The easiest mistake to make here is to treat “undervalued” as a single valuation model that everyone shares.

In practice, both the report and Duong describe a bundle of assumptions that looks more like market structure than a neat discounted cash flow argument.

Start with what changed in derivatives.

The report says BTC options OI has overtaken perpetual futures OI, with the 25-delta put-call skew in positive territory across 30-day, 90-day, and 180-day expiries, and that doesn’t happen in a market that’s trying to maximize upside through leverage.

It happens in a market that’s willing to stay long, but determined to define risk.

Duong described the same migration to options when asked what institutions did after October’s liquidation reset:

“Institutional interest in expanding on-chain remained after the October reset, but in a measured, multi-venue way.

Moreover, institutions increasingly expressed views via options and basis trades, which give convexity or carry without the same liquidation risk that drove the October move.”

That last line is the key, and it shows that institutions changed how they take exposure.

Options and basis trades aren’t headline-making strategies, but they are how a professional book stays in the game when the regime punishes overextension.

On-chain data is telling the same story.

Coinbase and Glassnode say sentiment, as measured by entity-adjusted NUPL, deteriorated from Belief to Anxiety in October and stayed there through the quarter.
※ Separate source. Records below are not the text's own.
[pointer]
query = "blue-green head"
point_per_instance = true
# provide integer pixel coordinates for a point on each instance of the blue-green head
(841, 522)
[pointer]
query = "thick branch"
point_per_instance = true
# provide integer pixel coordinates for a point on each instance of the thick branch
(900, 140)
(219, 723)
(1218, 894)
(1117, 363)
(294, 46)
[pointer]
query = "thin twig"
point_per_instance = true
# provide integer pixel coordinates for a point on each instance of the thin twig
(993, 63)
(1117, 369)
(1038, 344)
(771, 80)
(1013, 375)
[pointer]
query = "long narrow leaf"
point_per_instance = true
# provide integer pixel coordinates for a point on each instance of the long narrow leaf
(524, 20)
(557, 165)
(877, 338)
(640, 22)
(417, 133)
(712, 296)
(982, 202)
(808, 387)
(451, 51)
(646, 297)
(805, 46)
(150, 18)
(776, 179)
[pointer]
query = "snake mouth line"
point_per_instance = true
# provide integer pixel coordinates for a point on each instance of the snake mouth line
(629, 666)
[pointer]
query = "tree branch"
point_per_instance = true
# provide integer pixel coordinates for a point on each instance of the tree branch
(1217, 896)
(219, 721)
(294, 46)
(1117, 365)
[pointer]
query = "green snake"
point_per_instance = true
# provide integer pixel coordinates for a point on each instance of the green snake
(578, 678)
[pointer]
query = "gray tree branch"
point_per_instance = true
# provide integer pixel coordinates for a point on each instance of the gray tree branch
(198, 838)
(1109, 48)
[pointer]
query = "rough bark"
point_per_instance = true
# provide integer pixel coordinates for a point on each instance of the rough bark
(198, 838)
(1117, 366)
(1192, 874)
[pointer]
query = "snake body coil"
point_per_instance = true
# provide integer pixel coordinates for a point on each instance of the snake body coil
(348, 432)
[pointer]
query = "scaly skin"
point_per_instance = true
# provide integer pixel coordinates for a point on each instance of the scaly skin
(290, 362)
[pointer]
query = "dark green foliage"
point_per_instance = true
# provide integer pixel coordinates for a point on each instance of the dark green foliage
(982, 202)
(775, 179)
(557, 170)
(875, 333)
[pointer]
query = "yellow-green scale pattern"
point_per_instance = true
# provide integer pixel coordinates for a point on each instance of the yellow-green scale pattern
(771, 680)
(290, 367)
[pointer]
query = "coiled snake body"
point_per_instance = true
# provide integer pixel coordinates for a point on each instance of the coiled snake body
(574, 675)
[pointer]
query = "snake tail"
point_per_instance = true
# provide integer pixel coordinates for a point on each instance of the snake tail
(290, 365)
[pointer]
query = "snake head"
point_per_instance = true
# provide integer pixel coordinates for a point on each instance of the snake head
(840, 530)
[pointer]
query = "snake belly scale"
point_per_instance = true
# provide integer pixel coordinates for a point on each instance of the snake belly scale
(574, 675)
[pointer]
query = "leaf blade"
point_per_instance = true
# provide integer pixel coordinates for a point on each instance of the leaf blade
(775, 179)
While that’s certainly not euphoric, it isn’t capitulation either.

Graph showing Bitcoin’s entity-adjusted NUPL ratio from Jan. 2020 to Jan. 2026 (Source: Coinbase Institutional)

The drop in entity-adjusted NUPL shows the market stopped paying you for optimism, but is still hanging around. This interpretation fits a world where investors can be wary about the current phase while still seeing the asset as cheap relative to where they think the equilibrium sits.
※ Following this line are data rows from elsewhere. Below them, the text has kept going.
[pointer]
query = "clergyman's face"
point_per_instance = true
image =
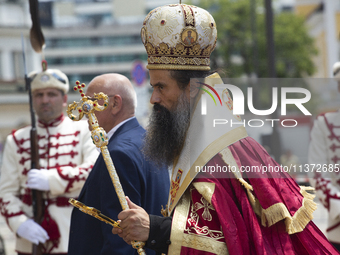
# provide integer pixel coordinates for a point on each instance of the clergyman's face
(169, 119)
(165, 89)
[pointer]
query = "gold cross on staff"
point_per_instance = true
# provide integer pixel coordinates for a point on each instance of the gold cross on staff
(87, 106)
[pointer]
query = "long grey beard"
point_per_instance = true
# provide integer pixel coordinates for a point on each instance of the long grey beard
(166, 132)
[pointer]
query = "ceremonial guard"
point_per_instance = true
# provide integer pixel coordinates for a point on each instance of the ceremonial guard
(216, 204)
(66, 156)
(324, 154)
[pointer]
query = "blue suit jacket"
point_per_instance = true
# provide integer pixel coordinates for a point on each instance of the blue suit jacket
(142, 182)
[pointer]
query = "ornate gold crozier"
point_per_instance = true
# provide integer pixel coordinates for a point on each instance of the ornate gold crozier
(88, 106)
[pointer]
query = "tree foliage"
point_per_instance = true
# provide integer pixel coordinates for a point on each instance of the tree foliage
(294, 48)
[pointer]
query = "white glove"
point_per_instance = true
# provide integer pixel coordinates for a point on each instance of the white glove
(33, 232)
(38, 179)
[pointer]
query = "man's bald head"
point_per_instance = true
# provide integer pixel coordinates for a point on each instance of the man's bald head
(122, 98)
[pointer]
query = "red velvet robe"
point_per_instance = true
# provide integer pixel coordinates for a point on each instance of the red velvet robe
(219, 214)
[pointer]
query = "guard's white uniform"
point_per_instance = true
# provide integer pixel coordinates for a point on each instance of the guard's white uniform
(67, 151)
(324, 152)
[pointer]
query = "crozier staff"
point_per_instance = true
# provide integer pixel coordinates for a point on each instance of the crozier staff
(225, 213)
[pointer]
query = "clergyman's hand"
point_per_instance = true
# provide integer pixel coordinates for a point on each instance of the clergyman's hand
(135, 224)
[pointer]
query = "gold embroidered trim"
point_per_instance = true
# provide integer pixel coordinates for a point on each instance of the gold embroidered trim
(294, 224)
(205, 244)
(279, 211)
(177, 67)
(206, 189)
(189, 17)
(179, 221)
(178, 61)
(209, 152)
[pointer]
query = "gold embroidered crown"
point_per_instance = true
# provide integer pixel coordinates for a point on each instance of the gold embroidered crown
(179, 37)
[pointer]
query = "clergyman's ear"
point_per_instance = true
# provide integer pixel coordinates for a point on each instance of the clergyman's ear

The report also notes that, in the fourth quarter of 2025, BTC that moved within three months rose by 37%, while BTC that remained unmoved for more than a year fell by 2%, which the authors interpret as a distribution phase late in 2025.
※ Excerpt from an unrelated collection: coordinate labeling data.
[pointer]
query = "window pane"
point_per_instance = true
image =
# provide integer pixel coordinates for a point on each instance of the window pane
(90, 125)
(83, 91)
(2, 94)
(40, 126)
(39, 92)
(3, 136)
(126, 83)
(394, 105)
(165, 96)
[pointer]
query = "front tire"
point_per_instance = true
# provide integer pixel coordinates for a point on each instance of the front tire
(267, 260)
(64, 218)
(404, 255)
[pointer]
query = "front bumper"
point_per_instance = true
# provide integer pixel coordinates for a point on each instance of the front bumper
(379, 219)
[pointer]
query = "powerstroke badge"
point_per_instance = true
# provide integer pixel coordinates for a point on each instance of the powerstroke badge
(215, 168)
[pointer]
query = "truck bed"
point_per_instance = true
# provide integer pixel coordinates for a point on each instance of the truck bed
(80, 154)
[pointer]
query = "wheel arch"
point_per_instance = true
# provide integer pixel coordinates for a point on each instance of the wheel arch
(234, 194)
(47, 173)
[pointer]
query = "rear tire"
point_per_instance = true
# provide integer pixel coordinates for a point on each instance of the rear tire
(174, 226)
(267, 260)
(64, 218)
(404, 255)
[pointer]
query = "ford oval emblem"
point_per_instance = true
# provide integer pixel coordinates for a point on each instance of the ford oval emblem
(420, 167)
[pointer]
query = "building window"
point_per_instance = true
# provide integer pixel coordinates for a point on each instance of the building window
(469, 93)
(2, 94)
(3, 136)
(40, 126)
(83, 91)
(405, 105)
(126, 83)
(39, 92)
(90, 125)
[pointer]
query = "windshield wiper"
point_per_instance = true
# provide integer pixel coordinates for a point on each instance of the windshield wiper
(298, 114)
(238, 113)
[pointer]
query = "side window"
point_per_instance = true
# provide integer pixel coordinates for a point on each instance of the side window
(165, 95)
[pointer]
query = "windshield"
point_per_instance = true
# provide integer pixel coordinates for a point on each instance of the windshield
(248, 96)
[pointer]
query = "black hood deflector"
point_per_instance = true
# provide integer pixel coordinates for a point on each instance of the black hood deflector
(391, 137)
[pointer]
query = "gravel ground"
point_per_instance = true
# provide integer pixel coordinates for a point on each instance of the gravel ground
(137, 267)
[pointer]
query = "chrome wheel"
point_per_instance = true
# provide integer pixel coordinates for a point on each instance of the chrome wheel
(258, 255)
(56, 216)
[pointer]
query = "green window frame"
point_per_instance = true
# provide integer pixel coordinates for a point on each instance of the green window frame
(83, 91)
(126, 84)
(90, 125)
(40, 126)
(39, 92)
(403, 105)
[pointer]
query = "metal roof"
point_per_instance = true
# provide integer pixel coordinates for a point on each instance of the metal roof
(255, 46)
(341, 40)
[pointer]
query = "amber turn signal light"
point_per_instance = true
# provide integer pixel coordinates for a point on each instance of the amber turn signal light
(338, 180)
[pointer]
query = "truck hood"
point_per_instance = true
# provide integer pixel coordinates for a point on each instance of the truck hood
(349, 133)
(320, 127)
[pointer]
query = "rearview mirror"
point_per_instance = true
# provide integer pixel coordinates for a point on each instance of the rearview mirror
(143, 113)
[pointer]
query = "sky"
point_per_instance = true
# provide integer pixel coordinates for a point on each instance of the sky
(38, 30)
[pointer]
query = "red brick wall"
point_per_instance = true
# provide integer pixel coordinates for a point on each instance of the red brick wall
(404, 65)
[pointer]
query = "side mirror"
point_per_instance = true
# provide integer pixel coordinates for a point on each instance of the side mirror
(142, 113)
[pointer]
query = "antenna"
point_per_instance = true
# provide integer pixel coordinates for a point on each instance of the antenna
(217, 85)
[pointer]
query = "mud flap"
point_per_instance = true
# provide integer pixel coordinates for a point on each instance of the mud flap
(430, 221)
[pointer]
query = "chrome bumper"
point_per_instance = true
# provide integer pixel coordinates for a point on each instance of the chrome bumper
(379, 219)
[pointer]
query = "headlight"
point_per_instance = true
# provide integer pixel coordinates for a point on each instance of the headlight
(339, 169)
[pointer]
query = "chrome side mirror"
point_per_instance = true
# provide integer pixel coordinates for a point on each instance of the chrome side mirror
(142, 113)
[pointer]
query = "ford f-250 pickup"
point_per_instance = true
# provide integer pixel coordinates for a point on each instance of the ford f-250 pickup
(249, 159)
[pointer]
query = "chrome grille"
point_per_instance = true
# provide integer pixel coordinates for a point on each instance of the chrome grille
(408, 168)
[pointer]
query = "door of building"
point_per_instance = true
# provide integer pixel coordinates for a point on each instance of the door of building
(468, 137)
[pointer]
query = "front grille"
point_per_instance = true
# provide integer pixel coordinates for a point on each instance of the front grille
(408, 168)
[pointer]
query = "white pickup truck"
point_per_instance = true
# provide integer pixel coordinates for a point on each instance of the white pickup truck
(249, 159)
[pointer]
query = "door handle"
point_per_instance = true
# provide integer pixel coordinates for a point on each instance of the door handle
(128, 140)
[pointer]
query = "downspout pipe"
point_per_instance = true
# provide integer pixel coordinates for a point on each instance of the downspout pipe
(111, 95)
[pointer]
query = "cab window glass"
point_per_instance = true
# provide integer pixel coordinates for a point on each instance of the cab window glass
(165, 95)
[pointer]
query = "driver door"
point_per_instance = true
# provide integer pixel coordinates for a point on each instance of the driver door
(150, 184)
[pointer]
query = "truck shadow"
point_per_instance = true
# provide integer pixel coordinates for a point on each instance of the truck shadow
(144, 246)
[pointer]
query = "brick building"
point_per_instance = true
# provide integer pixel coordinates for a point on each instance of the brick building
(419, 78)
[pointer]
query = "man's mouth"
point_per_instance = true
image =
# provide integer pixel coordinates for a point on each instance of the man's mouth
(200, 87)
Graph comparing Bitcoin’s dormant and active supplies from 2016 to 2026 (Source: Coinbase Institutional)

If you want to take the institutional viewpoint seriously, distribution doesn’t have to be a death sentence. It can mean large holders de-risked into strength, and the market is now trying to find the next set of hands that will own supply without needing a constant liquidity drip.

This is where the claim about Bitcoin being “undervalued” stops being about a single fair-value number and starts being about the belief that Bitcoin has become the only asset in crypto that can absorb capital in size without needing a retail bid to hold the structure together.

Duong explicitly separated Bitcoin’s underwriting framework from the rest of the crypto market:

“Unlike retail participants, who often focus on short-term price movements and market cycles, institutions place less emphasis on timing and more on Bitcoin’s long-term value proposition.

In this context, Bitcoin is increasingly treated as a strategic, store-of-value asset and macro hedge, rather than a speculative token within the broader crypto universe.”

That maps onto what the report says about large-caps versus small-caps.

Their topline view for the first quarter of 2026 favors larger-cap tokens, with smaller caps still dealing with October’s aftermath.